怖い。慧が怖かった。あの優しい慧も、怒るとこんな鬼のような形相をするのだ。いいや、本当の鬼は慧ではない。慧の心を土足で踏みにじった、美緒だ。彼の表情に浮かんでいるものは、そのまま自分自身に当てはまる。
「嘘ばかりの君の、何を信じろって言うんだ! 僕を馬鹿にするのも、いい加減にしてくれ!」
叫んだ慧は、境内から出て行ってしまった。
「待って! 慧君! 待って!」
慧を追おうとしたが、更に強くなった雨が白いベールとなって、美緒の前に立ち塞がった。
「待って……!」
美緒の足は動かなかった。
数歩動いただけで、よろめき、ベンチに手を突いてしまった。
雨に打たれながら、美緒は泣いた。
弁解の余地はない。詩織達は許せないが、本当に許せないのは、自分自身だ。これは、すべて自分の巻いた種だ。
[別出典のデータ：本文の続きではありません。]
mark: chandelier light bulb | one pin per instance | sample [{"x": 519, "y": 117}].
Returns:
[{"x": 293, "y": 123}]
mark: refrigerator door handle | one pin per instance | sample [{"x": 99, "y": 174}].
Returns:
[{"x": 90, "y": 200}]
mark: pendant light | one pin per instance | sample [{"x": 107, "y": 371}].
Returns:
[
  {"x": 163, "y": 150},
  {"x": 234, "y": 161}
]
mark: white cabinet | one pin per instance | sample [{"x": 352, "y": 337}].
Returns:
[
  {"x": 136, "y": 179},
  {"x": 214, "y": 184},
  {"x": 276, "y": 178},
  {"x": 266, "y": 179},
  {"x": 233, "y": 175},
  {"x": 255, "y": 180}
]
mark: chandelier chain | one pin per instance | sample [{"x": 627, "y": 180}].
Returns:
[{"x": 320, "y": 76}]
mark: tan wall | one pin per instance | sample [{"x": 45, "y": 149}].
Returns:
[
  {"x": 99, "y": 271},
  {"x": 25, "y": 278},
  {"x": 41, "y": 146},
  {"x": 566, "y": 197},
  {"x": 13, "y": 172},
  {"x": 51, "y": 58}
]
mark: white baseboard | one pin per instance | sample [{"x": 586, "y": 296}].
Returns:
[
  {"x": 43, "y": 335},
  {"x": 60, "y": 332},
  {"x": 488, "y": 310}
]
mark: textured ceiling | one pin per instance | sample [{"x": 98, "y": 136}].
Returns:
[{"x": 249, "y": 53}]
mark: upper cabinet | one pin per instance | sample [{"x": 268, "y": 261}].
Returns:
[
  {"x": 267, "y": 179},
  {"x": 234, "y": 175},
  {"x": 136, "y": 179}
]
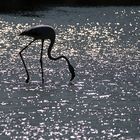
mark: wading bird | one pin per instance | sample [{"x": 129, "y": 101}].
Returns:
[{"x": 42, "y": 32}]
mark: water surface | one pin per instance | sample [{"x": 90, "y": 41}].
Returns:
[{"x": 103, "y": 101}]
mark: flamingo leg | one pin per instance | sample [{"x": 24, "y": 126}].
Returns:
[
  {"x": 20, "y": 53},
  {"x": 41, "y": 63}
]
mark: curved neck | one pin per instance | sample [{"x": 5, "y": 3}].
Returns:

目の前に、プレゼントがあった。美緒はベンチに腰を下ろし、プレゼントを開けた。
「慧君……」
出てきたのは、カチューシャだった。圓治から貰ったものと、全く同じもの。
「覚えてくれていたんだ……」
初めてのデート。そこで、美緒は慧と一緒にショーウインドでこれを見た。欲しいと言ったのを、慧は覚えてくれていたのだ。そして、テスト勉強を疎かにしてまでも、バイトに励み、美緒の為にこれを買ってくれたのだ。
慧の優しさが身に滲みる。彼の好意、善意、優しさ、それら全てを美緒は踏み躙った。裏切ってしまった。
綺麗な箱に収められたカチューシャは、壊れていた。だけれど、このカチューシャは、圓治から貰ったものよりも、遙かに美緒にとって意味のあるものだった。
「慧君、待って……!」
もう、追いつかないだろう。それでも良い。美緒は、震える体を抱きながら、慧を追った。